Une crise gouvernementale qui ne dit pas son nom
Plus que les attentats terroristes majeurs, c’est la multiplication des foyers de tensions sociales qui pourrait avoir raison du gouvernement Essid. Kasserine, Ben Guerdane, puis surtout plus récemment la contestation à caractère insurrectionnel dans l’île de Kerkennah… Autant de ratés gouvernementaux qui remettent aujourd’hui en question le bien-fondé de la coalition gouvernementale et aiguisent les appétits de relève. Décryptage.
La révolte des quadras
Premier à sortir de son devoir de réserve, Yassine Brahim, ministre de l’Investissement et de la Coopération internationale, et derrière lui son « parti de compétences », Afek Tounes. Passablement excédé, le ministre technocrate a confié aux médias nationaux qu’il avait sollicité un remaniement ministériel d’envergure.
Tollé dans sa propre majorité : Brahim ayant précisément signé un code de conduite lors du dernier remaniement, stipulant que l’équipe gouvernementale se doit d’être mutuellement solidaire, le ministre est indirectement rappelé à l’ordre par le chef du gouvernement Habib Essid dans un entretien le lendemain : « ses propos n’engagent que lui ».
En plus de faire désordre, la sortie de Yassine Brahim a laissé des traces. C’est que depuis plusieurs semaines, le fringuant ex PDG laisse entendre qu’il pourrait être l’homme de la situation, « à condition qu’on lui en donne les moyens ».
A 50 ans, il se verrait bien en successeur du favori des sondages Mehdi Jomâa lui aussi technocrate, après une parenthèse politique Essid (Ennahdha / Nidaa) économiquement calamiteuse. Seulement l’homme agace une partie de la classe politique qui voit en son discours d’« Atugien » des grandes écoles une tonalité élitiste encore inaudible, même 5 ans après la révolution.
Branle-bas de combat à Montplaisir
Face au climat délétère post-Kerkennah où l’autorité de l’Etat a essuyé une véritable humiliation, Ennahdha, a réagi lundi, en « convoquant » son bien mal en point allié Nidaa Tounes. Cela n’est pas passé inaperçu. Signe que le parti islamiste est en position de force politique et numérique à l’Assemblée, c’est lui qui recevait lundi soir 18 avril la délégation emmenée par Hafedh Caïd Essebsi. Signe aussi que le moment est éminemment politique, les deux chefs des bureaux respectifs des deux partis étaient présents.
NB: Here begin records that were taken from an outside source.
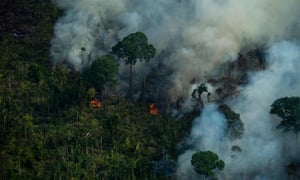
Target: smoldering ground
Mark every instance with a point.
(195, 40)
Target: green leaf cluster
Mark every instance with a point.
(288, 109)
(205, 162)
(133, 47)
(235, 127)
(47, 128)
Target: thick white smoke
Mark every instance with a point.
(265, 150)
(198, 35)
(193, 39)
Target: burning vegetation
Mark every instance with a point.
(153, 109)
(95, 103)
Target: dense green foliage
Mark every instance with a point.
(132, 48)
(102, 72)
(288, 109)
(47, 128)
(205, 162)
(235, 127)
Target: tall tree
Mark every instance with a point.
(205, 162)
(132, 48)
(102, 72)
(235, 126)
(288, 109)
L’initiative est symbolique à plus d’un titre. Ennahdha et Nidaa prennent d’abord acte de la quasi dissolution programmée de l’UPL, l’autre parti coalisé empêtré dans sa propre crise, déserté par plusieurs cadres et élus. Ils mettent hors-jeu par la même occasion le quatrième parti « mineur » du quartette au pouvoir, Afek.
Il s’agit ensuite pour Ennahdha, jusqu’ici discret « géant castré », de reprendre les choses en main face aux bruits de couloir persistants à l’Assemblée de refonte des groupes parlementaires.
Ce n’est en effet plus un secret pour personne quela faction dissidente de Nidaa, 3ème bloc parlementaire renommé al Horra, la droite la plus viscéralement hostile à l’islam politique, est en pourparlers avec l’ensemble des grands groupes hors Ennahdha, en vue d’un rééquilibrage des forces politiques qui remettrait Ennahdha en position de deuxième bloc. Les deux titans se serrent donc les coudes pour éviter ce scénario.
Si l’on passe ainsi de facto du statut de coalition formelle à une alliance idéologique conservatrice plus solide, d’un point de vue politique les deux têtes du législatif / exécutif sont paradoxalement fragilisées, dans une forme de déni de la crise profonde qui les secoue. En tombant d’accord sur un traitement obstinément sécuritaire des mouvements sociaux, ils rappellent de plus en plus à l’opinion publique une situation d’impasse qui avait jadis mené l’ancien régime à sa perte.